Panelists, From Left: David Kibbe, John Sharp, John Marzano
I attended the “Meet the Bloggers–Provider Edition” session yesterday at HIMSS 2011 where the goal was to understand the experiences of providers with social media. Rich Elmore (@richelmore and @allscripts), VP of Strategic Initiatives at Allscripts moderated the panel. His blog is Healthcare Technology News.
The panelists included David Kibbe, Senior Advisor at the American Academy of Family Physicians
(The Health Care Blog, Kaiser Health News), John Sharp, Manager, Research Informatics, Cleveland Clinic (@johnsharp, @clevelandclinic, Facebook), and John Marzano, VP and Chief Communications Officer of Orlando Health (Facebook, YouTube).
Here are my notes from the session. While these are not direct verbatim quotes from these experts, I think you will find their insights valuable:
Rich Elmore: How did you get started in social media?
David Kibbe: We started by meeting a desire providers had to find another family physician like him or her who had had success using EHR
Primarily used a list-serv via email, and meetings, phone, traditional communications, but the listserv went from 38 doctors to 1200 physicians in 1 year, creating thousands of conversations around EMR each month
John Sharp: Waded into social media over time. Initially independent efforts initially – a physician here, a nurse there, and a few people in IT, doing sort of unofficial things. Our Chief Marketing Officer really saw that this was going to take off. In Feb 2009, he developed a strategy with both public and corporate communication and marketing people and then bbrought in people like myself who were already actie in social media to develop a social media committee – work group – and a social media policy.
Approached doing a top down approach, because until that time had been a bottom up. CMO presented a strategy to the board of directors. Because we’re a healthcare organization trying to have a national presence, he made the case that this would help our national efforts as well. It is worth doing, he proved we could put the safety controls in place. Facebook presence, Twitter for physician chats, and a big emphasis on wellness, which is core to our organization.
John Marzano: Local economy was one of the main triggers for us. Florida was hit harder than a lot of areas of the country. Our local news media was disappearing. Reporters were getting laid off. There wasn’t a good resource there to pitch stories to. What are some other tactical options we can use to get our story out and tell our story.
We began to look at Facebook & YouTube because of the use of video. Our news team then became news producers instead of news producers. They began spinning our story the way we wanted to without having to pitch something in a controversial angle just to get the news coverage. I was blessed to have one of two twenty-somethings on our team.
We don’t look at this as the be-all and the end-all. It’s just another tacitc that we utilize as part of telling our story. We’re blessed at Orlando Health for having some great brands within a brand. To be able to effectively tell our story has been very advantageous for us. We’re just short of 9,000 fans on Facebook. Close to 59,000 hits on our YouTube site.
Rich Elmore: From a provider perspective, are you seeing much patient response?

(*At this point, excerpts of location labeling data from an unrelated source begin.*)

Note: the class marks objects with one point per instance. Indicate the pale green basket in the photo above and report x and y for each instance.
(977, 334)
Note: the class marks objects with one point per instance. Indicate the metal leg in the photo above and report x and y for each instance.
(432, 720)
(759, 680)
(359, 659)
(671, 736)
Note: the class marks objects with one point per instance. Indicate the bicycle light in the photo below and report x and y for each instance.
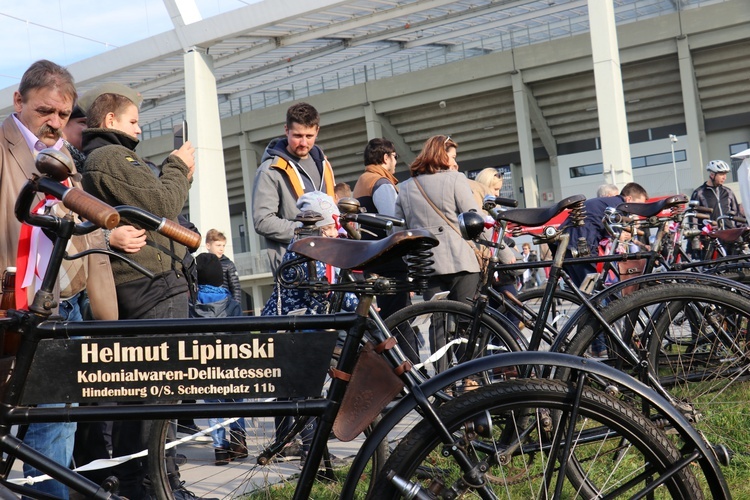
(471, 224)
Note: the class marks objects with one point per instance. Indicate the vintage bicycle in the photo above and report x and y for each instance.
(551, 438)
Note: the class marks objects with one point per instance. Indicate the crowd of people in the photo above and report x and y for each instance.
(100, 132)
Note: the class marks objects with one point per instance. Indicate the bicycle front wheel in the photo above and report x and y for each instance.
(192, 466)
(693, 340)
(536, 439)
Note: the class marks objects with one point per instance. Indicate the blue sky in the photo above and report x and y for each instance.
(66, 31)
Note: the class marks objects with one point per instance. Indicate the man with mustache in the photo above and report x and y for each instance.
(290, 167)
(43, 104)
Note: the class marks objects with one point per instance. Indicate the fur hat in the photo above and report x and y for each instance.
(318, 201)
(87, 99)
(210, 271)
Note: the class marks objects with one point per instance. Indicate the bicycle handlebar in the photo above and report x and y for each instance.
(103, 215)
(82, 203)
(371, 220)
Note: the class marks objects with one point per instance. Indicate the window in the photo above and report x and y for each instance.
(637, 162)
(586, 170)
(658, 159)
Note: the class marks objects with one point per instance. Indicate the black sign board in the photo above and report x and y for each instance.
(175, 367)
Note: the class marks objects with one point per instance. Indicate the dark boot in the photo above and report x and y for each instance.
(237, 444)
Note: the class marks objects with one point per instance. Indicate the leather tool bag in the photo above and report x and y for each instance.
(372, 385)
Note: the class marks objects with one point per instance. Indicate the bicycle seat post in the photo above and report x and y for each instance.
(44, 300)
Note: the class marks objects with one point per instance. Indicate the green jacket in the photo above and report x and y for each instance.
(115, 174)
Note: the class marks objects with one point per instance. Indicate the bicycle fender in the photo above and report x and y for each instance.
(605, 295)
(545, 359)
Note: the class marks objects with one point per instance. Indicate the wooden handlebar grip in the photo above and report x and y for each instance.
(91, 208)
(176, 232)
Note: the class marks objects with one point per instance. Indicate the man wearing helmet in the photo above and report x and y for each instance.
(714, 194)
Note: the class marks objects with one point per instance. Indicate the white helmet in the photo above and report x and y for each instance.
(717, 166)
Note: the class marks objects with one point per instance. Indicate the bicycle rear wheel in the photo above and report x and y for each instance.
(515, 434)
(464, 337)
(192, 466)
(693, 339)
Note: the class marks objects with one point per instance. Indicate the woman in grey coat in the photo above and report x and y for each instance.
(446, 190)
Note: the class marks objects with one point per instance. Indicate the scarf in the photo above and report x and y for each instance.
(373, 173)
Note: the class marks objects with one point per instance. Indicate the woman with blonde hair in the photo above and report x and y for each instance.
(491, 178)
(432, 199)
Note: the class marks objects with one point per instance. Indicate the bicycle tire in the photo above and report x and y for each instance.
(421, 457)
(239, 477)
(492, 337)
(696, 341)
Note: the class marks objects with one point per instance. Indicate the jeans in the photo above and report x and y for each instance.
(70, 309)
(131, 436)
(54, 440)
(220, 435)
(463, 288)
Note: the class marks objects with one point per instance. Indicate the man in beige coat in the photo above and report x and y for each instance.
(43, 104)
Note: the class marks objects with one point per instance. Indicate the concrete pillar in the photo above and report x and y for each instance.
(372, 122)
(525, 141)
(250, 157)
(696, 144)
(209, 202)
(610, 100)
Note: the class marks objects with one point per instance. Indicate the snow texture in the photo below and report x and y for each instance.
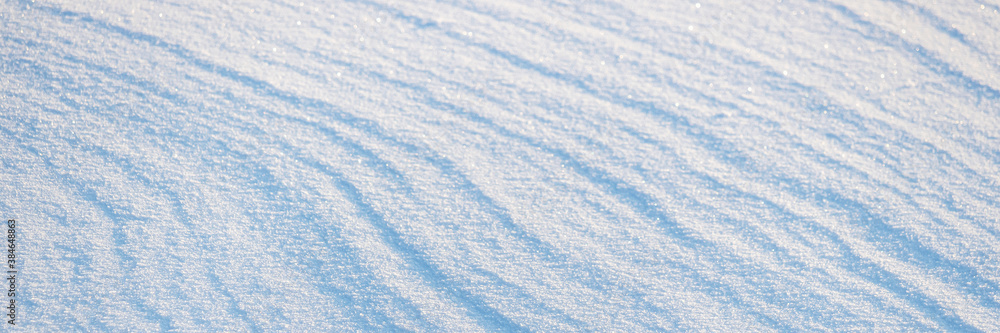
(524, 165)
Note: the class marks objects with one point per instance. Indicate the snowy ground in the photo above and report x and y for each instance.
(503, 166)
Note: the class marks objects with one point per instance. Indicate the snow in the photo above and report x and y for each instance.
(376, 165)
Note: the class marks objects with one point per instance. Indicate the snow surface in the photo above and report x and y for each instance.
(457, 165)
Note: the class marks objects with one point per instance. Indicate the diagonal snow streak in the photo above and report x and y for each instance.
(503, 166)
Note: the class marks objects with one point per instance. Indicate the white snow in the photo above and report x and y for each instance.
(377, 165)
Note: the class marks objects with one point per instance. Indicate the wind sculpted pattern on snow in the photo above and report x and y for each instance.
(504, 166)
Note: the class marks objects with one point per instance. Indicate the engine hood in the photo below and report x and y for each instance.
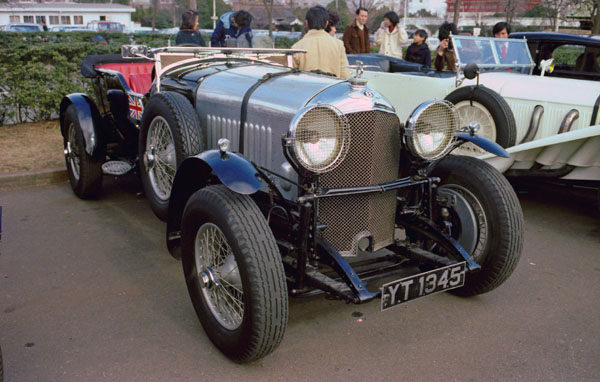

John Marzano: The biggest hits we get on our YouTube site are prospective patients trying to get an idea of what the facilities are like. You can really show the facilities and really tell our story in less than 4 minutes. These are beautiful videos – this is our most popular type of video. It’s another way to communicate and interact with patients – people who want to learn about your services.
David Kibbe: About 25% of our members now use web portals in their services. With stage 1 and particularly stage 2 meaningful use in the next 5 years, this will grow significantly. What are the safety controls you’ve put in place?
John Sharp: Good social media policy should be in place. Also, limited or controled number of people who have access to the corporate accounts who know the party line and help stick to the party line. Complaints about their billing office, but they say you just have to respond.
Rich: What role will participatory health play in social media?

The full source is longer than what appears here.